Apenas uma espécie de baobá não está incluída na Lista Vermelha de Espécies Ameaçadas da União Internacional para a Conservação da Natureza (IUCN): A. digitata, que povoa a África continental. Três espécies em Madagascar estão ameaçadas de extinção, e o estudo recomendou que a IUCN recategorizasse uma delas, A. suarezensis, de “em perigo” para “criticamente em perigo”. A modelagem climática indicou que a espécie poderia ser extinta dentro de 50 anos sem grande intervenção.
Esta previsão é “plausível” e “destaca a necessidade urgente de acção”, segundo Seheno Andriantsaralaza, ecologista tropical que trabalha em Madagáscar.
Andriantsaralaza, que não esteve envolvido na investigação, apoiou o apelo à actualização do estatuto de certos baobás malgaxes na UICN. Embora ela tenha descrito o estudo como “fantástico e significativo”, gerando insights genéticos “valiosos”, ela alertou que representa “apenas uma peça do quebra-cabeça na compreensão da história evolutiva e dos mecanismos de dispersão dessas icônicas árvores gigantes”.

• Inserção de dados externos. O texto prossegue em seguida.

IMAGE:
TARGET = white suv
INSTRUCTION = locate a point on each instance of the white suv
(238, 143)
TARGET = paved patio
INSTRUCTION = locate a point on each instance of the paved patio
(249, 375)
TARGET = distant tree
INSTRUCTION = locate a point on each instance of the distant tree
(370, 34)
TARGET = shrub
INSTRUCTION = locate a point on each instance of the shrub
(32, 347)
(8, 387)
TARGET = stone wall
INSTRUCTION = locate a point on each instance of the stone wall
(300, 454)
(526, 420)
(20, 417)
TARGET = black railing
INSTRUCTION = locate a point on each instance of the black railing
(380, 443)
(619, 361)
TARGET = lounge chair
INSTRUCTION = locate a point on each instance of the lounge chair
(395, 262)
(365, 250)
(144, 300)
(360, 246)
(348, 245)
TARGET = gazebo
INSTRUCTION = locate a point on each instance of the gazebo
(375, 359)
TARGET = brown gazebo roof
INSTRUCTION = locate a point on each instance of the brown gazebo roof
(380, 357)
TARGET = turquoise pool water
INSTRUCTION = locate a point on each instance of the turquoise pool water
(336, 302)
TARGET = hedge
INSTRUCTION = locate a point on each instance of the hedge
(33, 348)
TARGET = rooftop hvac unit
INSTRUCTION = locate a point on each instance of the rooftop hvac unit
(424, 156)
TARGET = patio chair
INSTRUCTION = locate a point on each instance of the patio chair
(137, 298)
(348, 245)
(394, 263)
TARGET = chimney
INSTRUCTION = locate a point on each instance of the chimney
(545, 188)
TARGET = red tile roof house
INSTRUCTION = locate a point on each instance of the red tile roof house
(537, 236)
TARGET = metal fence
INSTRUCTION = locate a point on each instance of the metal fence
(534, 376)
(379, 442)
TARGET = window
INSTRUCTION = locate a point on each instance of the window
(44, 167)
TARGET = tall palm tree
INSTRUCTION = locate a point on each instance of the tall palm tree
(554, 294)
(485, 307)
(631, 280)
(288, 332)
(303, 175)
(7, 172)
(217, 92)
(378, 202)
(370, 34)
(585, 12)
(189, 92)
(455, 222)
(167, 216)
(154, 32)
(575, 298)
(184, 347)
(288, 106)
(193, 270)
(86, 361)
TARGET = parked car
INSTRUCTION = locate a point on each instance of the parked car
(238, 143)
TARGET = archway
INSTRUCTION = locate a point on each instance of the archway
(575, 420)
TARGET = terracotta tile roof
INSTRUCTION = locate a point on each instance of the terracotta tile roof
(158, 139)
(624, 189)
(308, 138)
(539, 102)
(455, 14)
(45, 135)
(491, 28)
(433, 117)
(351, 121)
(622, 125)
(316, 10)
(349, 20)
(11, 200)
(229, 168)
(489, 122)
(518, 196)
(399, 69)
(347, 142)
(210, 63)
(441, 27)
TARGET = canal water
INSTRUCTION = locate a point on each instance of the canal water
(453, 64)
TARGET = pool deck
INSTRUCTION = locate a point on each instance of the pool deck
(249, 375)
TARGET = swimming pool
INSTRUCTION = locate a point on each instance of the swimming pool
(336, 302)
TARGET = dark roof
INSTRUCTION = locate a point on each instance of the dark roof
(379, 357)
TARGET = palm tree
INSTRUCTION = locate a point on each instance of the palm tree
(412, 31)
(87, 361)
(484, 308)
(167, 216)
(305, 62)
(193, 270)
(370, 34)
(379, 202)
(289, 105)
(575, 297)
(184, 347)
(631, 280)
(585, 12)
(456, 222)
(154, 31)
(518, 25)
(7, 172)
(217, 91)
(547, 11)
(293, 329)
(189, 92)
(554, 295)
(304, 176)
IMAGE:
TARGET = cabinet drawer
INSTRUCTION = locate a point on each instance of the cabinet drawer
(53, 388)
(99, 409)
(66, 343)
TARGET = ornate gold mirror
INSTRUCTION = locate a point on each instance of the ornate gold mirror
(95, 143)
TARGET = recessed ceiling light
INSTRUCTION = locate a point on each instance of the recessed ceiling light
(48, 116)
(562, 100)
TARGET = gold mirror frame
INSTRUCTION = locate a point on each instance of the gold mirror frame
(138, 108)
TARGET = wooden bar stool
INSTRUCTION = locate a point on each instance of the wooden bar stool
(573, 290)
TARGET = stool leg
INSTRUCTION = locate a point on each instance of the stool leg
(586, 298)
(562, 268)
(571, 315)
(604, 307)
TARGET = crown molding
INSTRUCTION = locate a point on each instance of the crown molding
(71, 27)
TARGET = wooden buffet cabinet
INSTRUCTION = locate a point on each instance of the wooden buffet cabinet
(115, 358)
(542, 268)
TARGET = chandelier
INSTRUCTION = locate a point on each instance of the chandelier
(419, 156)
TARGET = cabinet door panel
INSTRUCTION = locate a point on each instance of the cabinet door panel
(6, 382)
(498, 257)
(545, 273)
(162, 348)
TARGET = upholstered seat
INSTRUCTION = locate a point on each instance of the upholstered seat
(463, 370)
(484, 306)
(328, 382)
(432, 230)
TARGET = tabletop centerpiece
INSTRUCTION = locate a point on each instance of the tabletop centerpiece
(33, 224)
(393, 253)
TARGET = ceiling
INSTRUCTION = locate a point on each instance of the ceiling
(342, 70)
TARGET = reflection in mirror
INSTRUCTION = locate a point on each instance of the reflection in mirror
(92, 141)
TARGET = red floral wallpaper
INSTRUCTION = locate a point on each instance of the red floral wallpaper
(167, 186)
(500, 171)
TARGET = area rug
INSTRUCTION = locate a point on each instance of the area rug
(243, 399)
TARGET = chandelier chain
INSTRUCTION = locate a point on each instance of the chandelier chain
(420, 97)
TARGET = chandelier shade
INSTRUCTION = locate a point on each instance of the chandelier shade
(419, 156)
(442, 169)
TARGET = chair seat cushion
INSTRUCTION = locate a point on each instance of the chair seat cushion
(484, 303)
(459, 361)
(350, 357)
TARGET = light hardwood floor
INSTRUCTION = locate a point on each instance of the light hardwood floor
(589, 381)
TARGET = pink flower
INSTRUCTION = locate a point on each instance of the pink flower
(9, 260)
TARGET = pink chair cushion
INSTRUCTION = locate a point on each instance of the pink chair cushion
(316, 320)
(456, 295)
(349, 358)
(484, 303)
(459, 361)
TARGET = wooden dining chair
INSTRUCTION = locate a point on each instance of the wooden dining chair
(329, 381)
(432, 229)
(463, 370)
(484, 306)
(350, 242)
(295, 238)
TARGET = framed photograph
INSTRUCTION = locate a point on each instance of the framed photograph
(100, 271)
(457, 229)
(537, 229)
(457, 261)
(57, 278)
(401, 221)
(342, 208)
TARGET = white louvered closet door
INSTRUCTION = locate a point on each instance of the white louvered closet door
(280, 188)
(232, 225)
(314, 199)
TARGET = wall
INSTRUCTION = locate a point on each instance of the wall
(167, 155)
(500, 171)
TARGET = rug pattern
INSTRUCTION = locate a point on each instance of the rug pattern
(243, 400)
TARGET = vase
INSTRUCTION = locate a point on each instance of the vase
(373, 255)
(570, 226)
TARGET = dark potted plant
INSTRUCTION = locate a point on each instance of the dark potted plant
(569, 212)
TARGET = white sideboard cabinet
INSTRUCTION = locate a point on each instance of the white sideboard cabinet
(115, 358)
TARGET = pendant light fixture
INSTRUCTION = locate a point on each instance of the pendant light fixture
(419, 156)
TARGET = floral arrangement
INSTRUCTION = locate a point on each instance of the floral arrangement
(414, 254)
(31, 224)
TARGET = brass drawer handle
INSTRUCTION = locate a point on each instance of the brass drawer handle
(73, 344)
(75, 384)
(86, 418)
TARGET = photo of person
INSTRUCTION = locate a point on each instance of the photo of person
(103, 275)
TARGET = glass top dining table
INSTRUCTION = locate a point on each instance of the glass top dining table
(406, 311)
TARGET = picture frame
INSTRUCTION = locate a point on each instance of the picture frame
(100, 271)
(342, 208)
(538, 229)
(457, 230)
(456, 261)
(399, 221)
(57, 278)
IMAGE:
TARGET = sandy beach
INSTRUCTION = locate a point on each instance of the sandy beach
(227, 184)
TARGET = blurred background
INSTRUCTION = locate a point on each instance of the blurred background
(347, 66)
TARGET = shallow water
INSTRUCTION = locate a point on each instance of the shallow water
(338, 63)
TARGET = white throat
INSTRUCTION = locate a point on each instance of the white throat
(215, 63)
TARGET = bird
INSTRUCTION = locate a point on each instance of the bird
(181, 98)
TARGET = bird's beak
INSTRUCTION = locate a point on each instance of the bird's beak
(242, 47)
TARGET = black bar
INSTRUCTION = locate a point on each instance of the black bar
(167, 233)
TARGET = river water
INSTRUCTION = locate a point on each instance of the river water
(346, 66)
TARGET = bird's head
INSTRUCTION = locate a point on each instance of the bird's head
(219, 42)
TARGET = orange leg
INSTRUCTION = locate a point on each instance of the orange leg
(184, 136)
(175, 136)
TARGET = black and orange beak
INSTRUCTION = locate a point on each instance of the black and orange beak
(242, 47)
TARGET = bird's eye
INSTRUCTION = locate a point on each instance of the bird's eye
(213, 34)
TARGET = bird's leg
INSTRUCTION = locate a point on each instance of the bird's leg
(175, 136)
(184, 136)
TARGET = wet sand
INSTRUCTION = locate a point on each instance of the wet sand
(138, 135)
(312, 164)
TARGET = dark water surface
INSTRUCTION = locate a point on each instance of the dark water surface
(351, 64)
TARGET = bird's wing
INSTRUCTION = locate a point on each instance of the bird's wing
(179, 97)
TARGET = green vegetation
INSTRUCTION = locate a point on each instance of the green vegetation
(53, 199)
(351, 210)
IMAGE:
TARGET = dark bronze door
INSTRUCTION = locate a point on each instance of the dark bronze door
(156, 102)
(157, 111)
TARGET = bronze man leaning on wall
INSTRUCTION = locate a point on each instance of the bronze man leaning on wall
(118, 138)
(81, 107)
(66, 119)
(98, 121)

A modelização do estudo concluiu que a variedade de espécies de embondeiros tem vindo a diminuir na ilha há milénios, com as alterações climáticas causadas pelo homem e a desflorestação contínua exacerbando a redução e fragmentação das populações de embondeiros nas últimas décadas.
Andriantsaralaza disse que “é crucial reconhecer que, em meio aos desafios, existem histórias de sucesso locais e iniciativas lideradas por organizações e pesquisadores locais”.
Ela citou o grupo conservacionista Madagasikara Voakajy, que coordena projetos no norte da ilha com foco na proteção de A. perrieri e A. suarezensis. Além disso, o PEER, um programa apoiado pela USAID do qual ela participa, visa capacitar os habitantes locais para que contribuam para a gestão sustentável dos ecossistemas.
“As florestas de embondeiros de Madagáscar pertencem a comunidades locais que dependem dos recursos naturais para alimentar as suas famílias”, acrescentou. “Eles deveriam ser parte da solução, não do problema.”
Wan disse esperar que a pesquisa e a atenção da mídia encorajem mais esforços de conservação dos baobás da ilha.
Ao comemorar o avanço, ele reconheceu as limitações do estudo – apenas um indivíduo por espécie foi sequenciado – embora esperasse que pesquisas futuras expandissem a amostragem e respondessem a outras questões pendentes sobre as árvores.
A probabilidade de encontrar evidências fósseis para confirmar as conclusões dos dados genéticos é pequena, admitiu Wan. Então, talvez essas árvores majestosas possam reter um pouco do seu mistério, afinal.